Часть 4. «Злой, смешной, больной или Сказочный баланс»
5 января 2023 г. в 01:57
На такие громадные каблуки Рената взбиралась только по особым случаям. Не для того, чтобы производить впечатление, это ей удавалось независимо от наряда, а чтобы быть «над ситуацией», «выше этого». Особенно они пригождались, когда нужно было кого-то о чем-то просить. Просьбы её скорее утомляли, чем унижали, в любом случае, повелевать с высоты приятнее.
Она пришла раньше назначенного времени, изучала свой столик, чтобы потом ронять приборы и убедительно разыгрывать неловкое обживание, которое так всех трогает. Залюбовалась было Луной в окне, но от Луны её отвлек шум в зале.

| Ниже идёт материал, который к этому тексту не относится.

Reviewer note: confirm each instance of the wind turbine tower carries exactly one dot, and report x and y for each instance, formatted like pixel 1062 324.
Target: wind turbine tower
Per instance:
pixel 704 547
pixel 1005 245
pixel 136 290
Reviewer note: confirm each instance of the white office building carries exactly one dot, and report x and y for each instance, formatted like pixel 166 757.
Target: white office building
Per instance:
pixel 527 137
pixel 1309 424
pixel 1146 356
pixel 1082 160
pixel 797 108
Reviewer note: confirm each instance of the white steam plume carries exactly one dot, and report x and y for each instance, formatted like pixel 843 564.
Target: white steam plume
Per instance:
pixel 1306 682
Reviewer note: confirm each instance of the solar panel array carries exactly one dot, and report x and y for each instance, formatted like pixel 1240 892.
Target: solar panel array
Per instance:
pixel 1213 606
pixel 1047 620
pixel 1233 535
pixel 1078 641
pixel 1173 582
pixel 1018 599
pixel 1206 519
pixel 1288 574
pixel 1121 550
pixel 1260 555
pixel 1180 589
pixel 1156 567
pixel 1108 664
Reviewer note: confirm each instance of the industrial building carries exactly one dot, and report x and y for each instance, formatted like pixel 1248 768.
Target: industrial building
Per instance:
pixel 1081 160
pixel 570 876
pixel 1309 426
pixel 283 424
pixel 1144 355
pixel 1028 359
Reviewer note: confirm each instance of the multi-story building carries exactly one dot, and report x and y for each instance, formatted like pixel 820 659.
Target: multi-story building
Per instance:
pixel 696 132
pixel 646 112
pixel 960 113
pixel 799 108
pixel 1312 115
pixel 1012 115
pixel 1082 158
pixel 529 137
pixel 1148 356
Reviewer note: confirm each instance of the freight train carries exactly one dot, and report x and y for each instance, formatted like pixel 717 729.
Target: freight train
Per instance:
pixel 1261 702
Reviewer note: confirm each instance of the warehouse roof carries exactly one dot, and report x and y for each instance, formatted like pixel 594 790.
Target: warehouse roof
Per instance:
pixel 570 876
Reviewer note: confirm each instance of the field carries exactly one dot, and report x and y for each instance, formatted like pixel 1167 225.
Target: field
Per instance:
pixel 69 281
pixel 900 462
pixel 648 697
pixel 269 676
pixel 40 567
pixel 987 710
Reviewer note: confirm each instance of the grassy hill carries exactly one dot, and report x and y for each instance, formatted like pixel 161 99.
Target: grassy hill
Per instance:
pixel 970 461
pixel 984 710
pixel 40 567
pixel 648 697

Видимо, Глеб шагнул мимо порожка и по инерции ещё какое-то время громыхал ботинками на грани падения. Когда он все же вернул себе свою нормальную скорость и походку, она подумала, что он ходит как будто по Луне. «Не с лестницы, а с Луны свалился». А следующей мыслью было сожаление о каблуках. Они возвысили её катастрофически. Подъём сапог должен был быть выше его надменно изогнутой брови, а у него брови домиком и смущённая улыбка. Рената привстала, Глеб оглядел её снизу-вверх, как ей показалось, совершенно покоренный такой величественной красотой. Она вяло протянула руку. Он пожал ее крепко и горячо. Она увлекала его приветственным щебетом и отрепетированным обживанием, а он уставился на Луну. «И о чем он думает? Штирлиц тоскует по Родине?» Он думал о том, что оттенок кожи Ренаты можно назвать лунным загаром, только и всего.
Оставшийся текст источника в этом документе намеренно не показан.